I tend to go back to tried and true recipes when testing out new ingredients so was thinking something like this - funnily enough the stats are the same as yours  

OG 1.060
IBU 50 

98% JW trad
2% pale choc

60 min addition to hit 50 IBU total (or FWH)
0.75g/L @ 25
0.75g/L @ 10 (might drop this one)
1g/L @ 0 

WY1026 cask ale


----------



## Bubba (13/12/10)

POR will give you an earthy, woody flavour. I use it as bitterign mainly, and a bit of base flavour as I do mainly ales, then I top it off with a short boil of cascade or Amarillo for aroma and flavour. I like it!


----------



## under (13/12/10)

60min bittering addition is what im only going to use POR for. Made an aussie lager with it at 60 and 20. The 20min addition is way to resiny/earthy for me. And this was with fresh flowers. 

I have brewed a double batch of this beer for my xmas beer to take to the relos. And I have to say its tasting mighty fine so far. S-189 really is great.

Recipe: 29 - Xmas Draught
Brewer: Dazza
Asst Brewer: 
Style: German Pilsner (Pils)
TYPE: All Grain
Taste: (35.0) 

Recipe Specifications
--------------------------
Batch Size: 23.00 L 
Boil Size: 27.70 L
Estimated OG: 1.046 SG
Estimated Color: 5.0 EBC
Estimated IBU: 18.1 IBU
Brewhouse Efficiency: 75.00 %
Boil Time: 90 Minutes

Ingredients:
------------
Amount Item Type % or IBU 
3.42 kg Pilsner, Malt Craft Export (Joe White) (3.Grain 81.14 % 
0.28 kg Carapils / Carafoam (Weyermann) (3.9 EBC) Grain 6.69 % 
17.00 gm Pride of Ringwood (Flowers) [9.60 %] (60 Hops 18.1 IBU 
0.51 kg Cane (Beet) Sugar (0.0 EBC) Sugar 12.17 %


----------



## Armstrong (13/12/10)

I'm waiting for Mr Morgan's famous "Shame of Ringwood" line.

POR ... I love it!


----------



## fletcher (30/12/13)

necro alert.

am thinking of doing some semi-aussie/mixed aussie-american-english-whatever ales using POR as the bittering addition, and just wanted to know if people have successfully mixed it with other hops? care to share those experiences? i would guess at it mixing well with the earthy, english hop varieties but not as much with the american citrus-focused hops (though this is 100% bull shit speculation and i'd love to be proven wrong as i have many i'd consider putting it with).

at the simplest, off the top of my head, i would do an ale along the lines of:

pale ale - 90ish %
wheat - 7ish%
dex or maybe crystal - 3ish%

POR @ 60 for 25-30IBU
another hop/s for flavour and aroma for 10-25IBU

wlp009 or even just us-05.

would love to hear some feedback and/or experiences!


----------



## fletcher (31/12/13)

anyone? might be time for me to just experiment.


----------



## Bribie G (31/12/13)

POR is used as the base in many common "upmarket" aussie beers.
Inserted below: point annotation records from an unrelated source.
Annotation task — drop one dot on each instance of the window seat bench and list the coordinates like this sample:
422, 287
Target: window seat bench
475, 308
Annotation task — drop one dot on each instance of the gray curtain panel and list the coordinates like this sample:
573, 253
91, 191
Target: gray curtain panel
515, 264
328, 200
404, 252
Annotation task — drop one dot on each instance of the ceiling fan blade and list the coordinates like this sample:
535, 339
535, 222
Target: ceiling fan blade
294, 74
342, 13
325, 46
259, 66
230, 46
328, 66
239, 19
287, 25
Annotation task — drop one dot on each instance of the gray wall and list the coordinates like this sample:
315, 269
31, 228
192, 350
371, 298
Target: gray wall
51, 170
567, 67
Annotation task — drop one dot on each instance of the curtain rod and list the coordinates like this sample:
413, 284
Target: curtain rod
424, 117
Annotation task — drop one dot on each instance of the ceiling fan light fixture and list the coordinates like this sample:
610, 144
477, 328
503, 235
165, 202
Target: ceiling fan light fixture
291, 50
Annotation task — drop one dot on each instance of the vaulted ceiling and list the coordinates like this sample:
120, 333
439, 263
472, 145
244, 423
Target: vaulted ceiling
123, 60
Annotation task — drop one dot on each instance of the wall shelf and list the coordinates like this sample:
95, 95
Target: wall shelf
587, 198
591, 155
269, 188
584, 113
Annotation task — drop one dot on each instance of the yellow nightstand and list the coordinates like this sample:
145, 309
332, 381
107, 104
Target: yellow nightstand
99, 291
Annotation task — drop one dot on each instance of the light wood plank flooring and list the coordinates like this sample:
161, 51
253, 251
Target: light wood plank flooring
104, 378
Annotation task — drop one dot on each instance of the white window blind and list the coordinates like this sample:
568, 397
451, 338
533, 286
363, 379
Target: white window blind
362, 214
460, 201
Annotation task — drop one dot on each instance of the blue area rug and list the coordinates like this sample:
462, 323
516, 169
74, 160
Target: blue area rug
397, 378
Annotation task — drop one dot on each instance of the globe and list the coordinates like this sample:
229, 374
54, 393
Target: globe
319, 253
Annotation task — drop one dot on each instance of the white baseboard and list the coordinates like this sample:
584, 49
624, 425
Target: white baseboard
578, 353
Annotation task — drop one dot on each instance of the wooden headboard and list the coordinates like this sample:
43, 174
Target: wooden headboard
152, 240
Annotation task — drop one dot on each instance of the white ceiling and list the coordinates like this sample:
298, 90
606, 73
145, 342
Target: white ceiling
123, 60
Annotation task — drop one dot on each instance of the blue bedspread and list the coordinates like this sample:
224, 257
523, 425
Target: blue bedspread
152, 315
Cascade use it plus late Hersbrucker (I believe they are changing to galaxy), Lashes 101 uses it plus NS and something else late.. I'd guess it's even in Crownies. Ducatiboy mentions that it's used in Coopers Dark plus Hallertau.
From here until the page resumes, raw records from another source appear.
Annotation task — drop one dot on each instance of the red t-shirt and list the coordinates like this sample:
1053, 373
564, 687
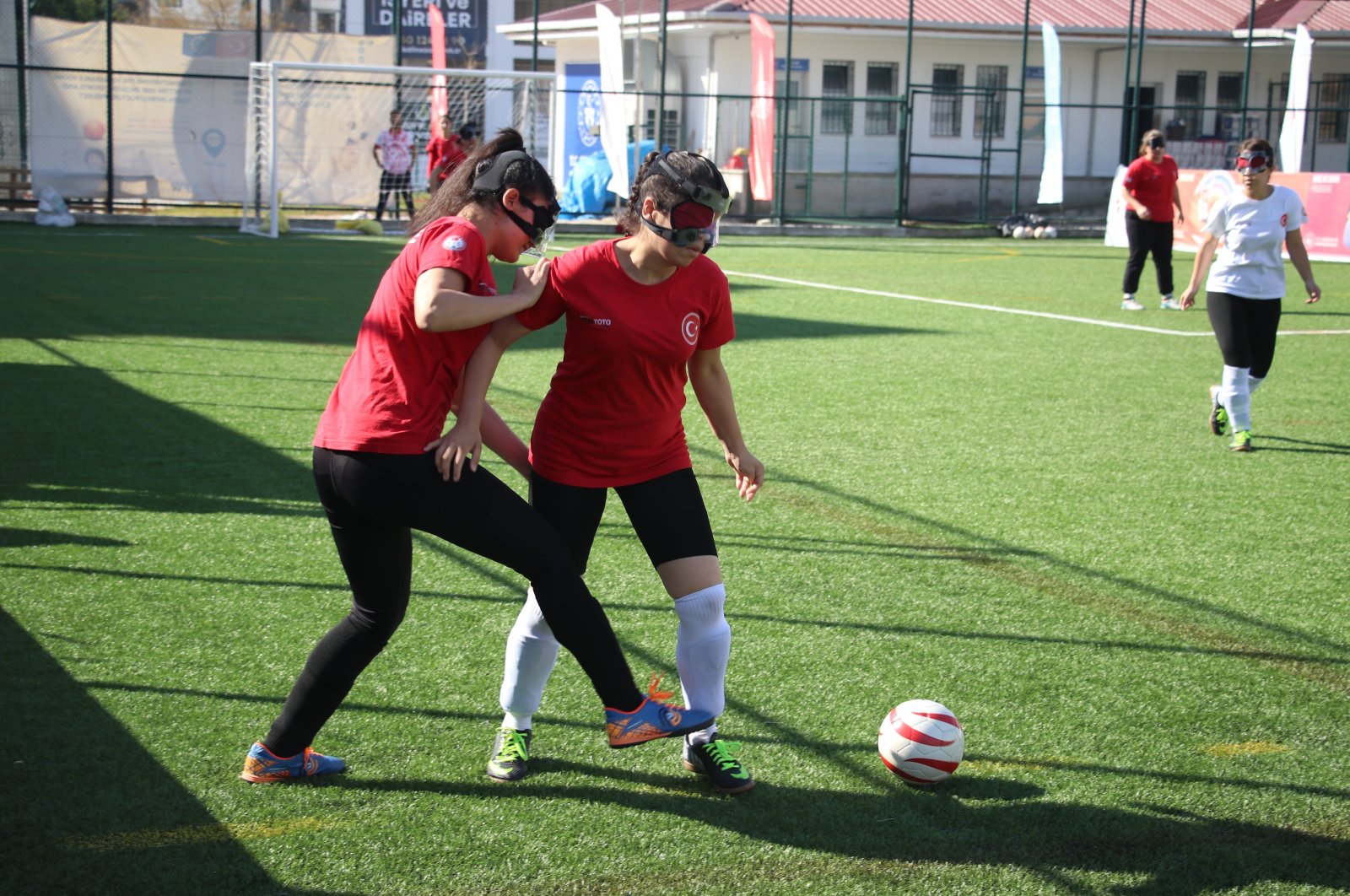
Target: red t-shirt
397, 386
612, 414
1153, 185
443, 157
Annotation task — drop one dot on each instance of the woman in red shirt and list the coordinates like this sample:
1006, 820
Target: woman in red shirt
375, 455
445, 153
1151, 191
645, 313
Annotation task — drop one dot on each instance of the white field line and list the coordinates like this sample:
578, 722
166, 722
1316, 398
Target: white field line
1018, 310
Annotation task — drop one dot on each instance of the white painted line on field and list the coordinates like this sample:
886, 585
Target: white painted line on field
1017, 310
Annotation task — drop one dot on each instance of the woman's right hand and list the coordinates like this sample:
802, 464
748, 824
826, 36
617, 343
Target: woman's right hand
462, 443
531, 281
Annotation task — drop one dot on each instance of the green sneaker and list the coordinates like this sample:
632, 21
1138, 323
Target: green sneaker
717, 760
1218, 413
510, 756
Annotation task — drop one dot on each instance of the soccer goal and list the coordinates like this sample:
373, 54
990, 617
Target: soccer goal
312, 128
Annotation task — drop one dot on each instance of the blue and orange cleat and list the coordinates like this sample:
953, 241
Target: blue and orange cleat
652, 720
263, 767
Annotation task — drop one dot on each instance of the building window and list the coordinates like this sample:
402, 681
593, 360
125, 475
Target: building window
1190, 105
837, 81
945, 117
1333, 99
991, 110
882, 115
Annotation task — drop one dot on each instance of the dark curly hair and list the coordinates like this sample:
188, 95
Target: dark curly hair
665, 192
526, 175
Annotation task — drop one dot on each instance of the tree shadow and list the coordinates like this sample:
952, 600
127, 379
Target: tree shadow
148, 455
81, 796
971, 821
1313, 447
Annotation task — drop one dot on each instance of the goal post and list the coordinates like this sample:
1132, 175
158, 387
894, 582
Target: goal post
312, 128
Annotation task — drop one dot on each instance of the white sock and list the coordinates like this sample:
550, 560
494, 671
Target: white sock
531, 655
1235, 396
702, 650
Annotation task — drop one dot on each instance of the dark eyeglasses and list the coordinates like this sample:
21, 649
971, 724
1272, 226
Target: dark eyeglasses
542, 231
1253, 162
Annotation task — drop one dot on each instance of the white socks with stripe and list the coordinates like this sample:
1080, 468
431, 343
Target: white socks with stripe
1235, 396
531, 656
702, 650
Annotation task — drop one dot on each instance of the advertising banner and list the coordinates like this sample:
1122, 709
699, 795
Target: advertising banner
613, 127
465, 29
1326, 196
582, 114
762, 108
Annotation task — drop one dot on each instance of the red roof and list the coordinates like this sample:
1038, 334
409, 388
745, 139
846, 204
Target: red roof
1111, 15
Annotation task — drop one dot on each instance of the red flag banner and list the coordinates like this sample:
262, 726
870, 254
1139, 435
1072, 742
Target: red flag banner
762, 108
1326, 196
439, 103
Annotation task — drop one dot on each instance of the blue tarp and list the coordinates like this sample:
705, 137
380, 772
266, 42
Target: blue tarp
586, 189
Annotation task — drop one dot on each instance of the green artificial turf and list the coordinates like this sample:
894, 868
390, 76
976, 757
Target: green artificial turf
1021, 515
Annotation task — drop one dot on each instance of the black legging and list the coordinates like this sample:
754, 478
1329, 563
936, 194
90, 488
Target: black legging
1148, 236
1245, 328
373, 502
667, 515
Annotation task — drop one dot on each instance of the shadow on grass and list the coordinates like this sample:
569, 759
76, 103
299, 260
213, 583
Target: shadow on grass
1311, 447
142, 452
85, 805
972, 821
35, 537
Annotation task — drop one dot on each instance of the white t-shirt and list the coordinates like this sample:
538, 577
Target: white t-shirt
1249, 262
398, 150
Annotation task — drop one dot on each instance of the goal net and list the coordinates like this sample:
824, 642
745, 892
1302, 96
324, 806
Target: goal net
312, 128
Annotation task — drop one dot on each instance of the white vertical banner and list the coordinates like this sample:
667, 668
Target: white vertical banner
1296, 110
613, 119
1052, 171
I use it in my competition lagers followed by a bit of late Hersbrucker.


----------



## Bridges (31/12/13)

Coopers mild is POR and Saaz.


----------



## Bribie G (31/12/13)

Ah that's the one. Never tried it, life's too short for mids. :beerbang:


----------



## fletcher (31/12/13)

i'm sure i've heard that hahn use it for their Kosciusko Pale Ale too for bittering, with galaxy. time to experiment me thinks.


----------



## eungaibitter1 (31/12/13)

I had a batch of coopers real ale turn banana from the heat when trying to reuse the yeast from the bottle. POR was all I had in the stash at the time so I chucked it in. Maybe 25 or 30 grams. It turned out pretty good for a piss into the wind.


----------



## Bridges (31/12/13)

Bribie G said:


> Ah that's the one. Never tried it, life's too short for mids. :beerbang:


My better half's favourite beer. Was awesome when I could get it in long neck form and reuse them. Alas now I can only get stubbies.
Still it's not bad at all for a light beer.


----------



## mosto (2/1/14)

I use it for bittering with Galaxy late in my Pride Of The Galaxy Ale. Comes out very nice.


----------